「凡庸の境界」を越え、「突飛の彼方」に飛び出す
Takram Japan ディレクター/ビジネスデザイナー、PARADE 取締役副社長。Takramではデザイン思考や認知心理学、システム思考を組み合わせた領域横断的なアプローチでエクスペリエンス起点のクリエイティブ戦略、事業コンセプト立案を展開。
スローメディア「Lobsterr」の共同創業者、ベンチャーキャピタルMiraiseの投資家メンター、グロービス経営大学院の客員講師(デザイン経営)も務める。
著者・共著書に『D2C 「世界観」と「テクノロジー」で勝つブランド戦略 』(NewsPicksパブリッシング)、『パーパス 「意義化」する経済とその先』(同)、『いくつもの月曜日』(Lobsterr Publishing)等。 Photo by ASAMI MAKURA
――クリエイティブ・リサーチは具体的にどのように進めるのでしょうか。
私は、(1)問いの定義、(2)探索、(3)分析、(4)構造化、(5)ストーリー化の5ステップで整理しています。探索と分析は一般的なリサーチでもやることですが、前後が大きく違います。最初の「問いの定義」は特に重要です。初手が違えば、発射角が変わりますし、問いが良くなければ、良い答えは得られません。アインシュタインは「問題解決のために1時間使えるとしたら、55分を問題のデザインに費やし、5分間を解決に使うだろう」と語ったとされています。安易に現状からの改善を目的とせず、「本当に解決すべき問いは何か」をしっかり探ることが重要です。
そのためには、目に見える事象の背後に地下水脈のように流れる「インビジブルストーリー(表面には表れていないが重要なストーリー)」を見いだそうとする姿勢が不可欠だと考えています。クレイトン・クリステンセンは『ジョブ理論』で、目立つ「能動的データ」より、ひっそりと目立たない「受動的データ」にこそ着目すべきと指摘しました。ピーター・ティールは『ゼロ・トゥ・ワン』で「賛成する人がほとんどいない、大切な真実」を見つけることが重要と語っています。常識やデータをうのみにせず、「隠れた真実」を探ろうとする。ある種の「あまのじゃく」な精神が大事なのです。

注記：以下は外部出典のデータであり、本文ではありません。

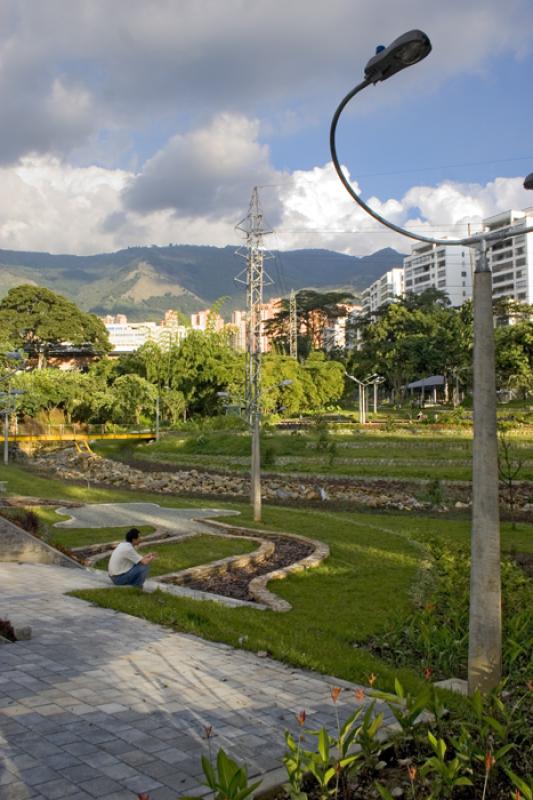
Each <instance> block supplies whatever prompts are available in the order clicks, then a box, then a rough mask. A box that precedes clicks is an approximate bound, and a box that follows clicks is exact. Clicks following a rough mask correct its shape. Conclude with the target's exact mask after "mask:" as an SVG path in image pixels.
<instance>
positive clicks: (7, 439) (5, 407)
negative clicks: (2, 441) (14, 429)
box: [0, 389, 25, 467]
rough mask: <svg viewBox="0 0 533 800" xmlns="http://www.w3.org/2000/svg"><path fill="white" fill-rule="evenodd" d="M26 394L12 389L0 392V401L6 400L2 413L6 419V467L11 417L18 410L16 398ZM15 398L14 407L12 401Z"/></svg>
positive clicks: (2, 410) (5, 458)
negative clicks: (15, 410)
mask: <svg viewBox="0 0 533 800" xmlns="http://www.w3.org/2000/svg"><path fill="white" fill-rule="evenodd" d="M23 394H25V392H23V391H22V389H11V390H10V391H7V392H0V399H2V400H4V398H5V403H6V405H5V408H3V409H2V411H1V412H0V413H1V414H2V415H3V417H4V466H6V467H7V466H8V464H9V417H10V415H11V414H12V413H13V412H14V411H15V410H16V402H17V401H16V398H17V397H20V396H21V395H23ZM11 398H13V405H12V406H11V403H10V400H11Z"/></svg>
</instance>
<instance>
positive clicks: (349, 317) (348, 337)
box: [320, 303, 363, 352]
mask: <svg viewBox="0 0 533 800" xmlns="http://www.w3.org/2000/svg"><path fill="white" fill-rule="evenodd" d="M343 308H344V314H343V315H342V316H339V317H334V318H332V319H329V320H328V321H327V323H326V325H325V327H324V328H323V329H322V342H321V343H320V346H321V347H323V348H324V350H327V351H328V352H330V351H331V350H337V349H344V348H345V347H349V346H350V341H349V340H350V325H349V321H350V320H351V319H353V318H354V317H355V316H357V315H359V314H361V312H362V310H363V306H361V305H358V304H355V303H345V304H343Z"/></svg>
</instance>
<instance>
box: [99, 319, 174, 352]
mask: <svg viewBox="0 0 533 800" xmlns="http://www.w3.org/2000/svg"><path fill="white" fill-rule="evenodd" d="M102 321H103V323H104V325H105V326H106V328H107V332H108V334H109V341H110V342H111V346H112V348H113V349H112V351H111V355H115V356H116V355H121V354H123V353H134V352H135V350H138V349H139V347H142V345H143V344H146V342H156V344H158V345H160V346H161V347H170V345H171V344H175V343H176V342H180V341H182V340H183V339H184V338H185V337H186V336H187V333H188V331H189V330H190V329H189V328H186V327H184V326H183V325H179V324H172V323H170V321H169V320H167V321H163V322H162V324H161V325H158V324H157V323H156V322H128V318H127V317H126V316H125V315H124V314H117V316H116V317H113V316H111V315H108V316H107V317H104V318H103V320H102Z"/></svg>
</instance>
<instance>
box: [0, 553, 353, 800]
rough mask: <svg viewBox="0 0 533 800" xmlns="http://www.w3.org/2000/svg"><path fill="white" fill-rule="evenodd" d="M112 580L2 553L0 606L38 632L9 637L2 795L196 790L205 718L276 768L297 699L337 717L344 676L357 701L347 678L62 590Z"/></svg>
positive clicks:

例えば、最近の面白い動きとして、デジタルネイティブなZ世代が、フィルムカメラやガラケー、あるいはレコードなどを好んで使う、という現象があります。ただ「レトロさ」を面白がっているだけにも見えますが、私はこの背後に「ネットワークにつながり続けるのはきつい」「オフグリッド化したい」という時代の空気を読み取っています。これがインビジブルストーリーです。
――こうした視点の転換から新たな問いが生まれていく、と。
次なる探索で大事なのは、適切な領域を掘ることです。メディアで繰り返し紹介されているような既視感のある情報を集めても意味がないし、いくら目新しくても「20××年の未来はこうなる!」式の根拠薄弱な妄想はビジネスに使えません。私がよく使っている表現でいうと、「凡庸の境界」を越え、「突飛の彼方」に飛び出していない領域を深掘りしてこそ意味があるのです。
凡庸の境界を越えるためには、テーマの全容を把握することが必須です。知りたい領域に関して、最低でも調査会社やコンサルティング会社が出しているレポートの類いは片っ端から読む。そうしないと、世の中で既に何が語られ、何が語られていないかが判断できません。ここははっきり言って根性論です。その上で、現場に出掛け、人を見て、話し、1次情報を集めていく。ちょっと調べれば分かることにしかリーチできない人にはもはや付加価値はないし、「凡庸の境界」は越えられません。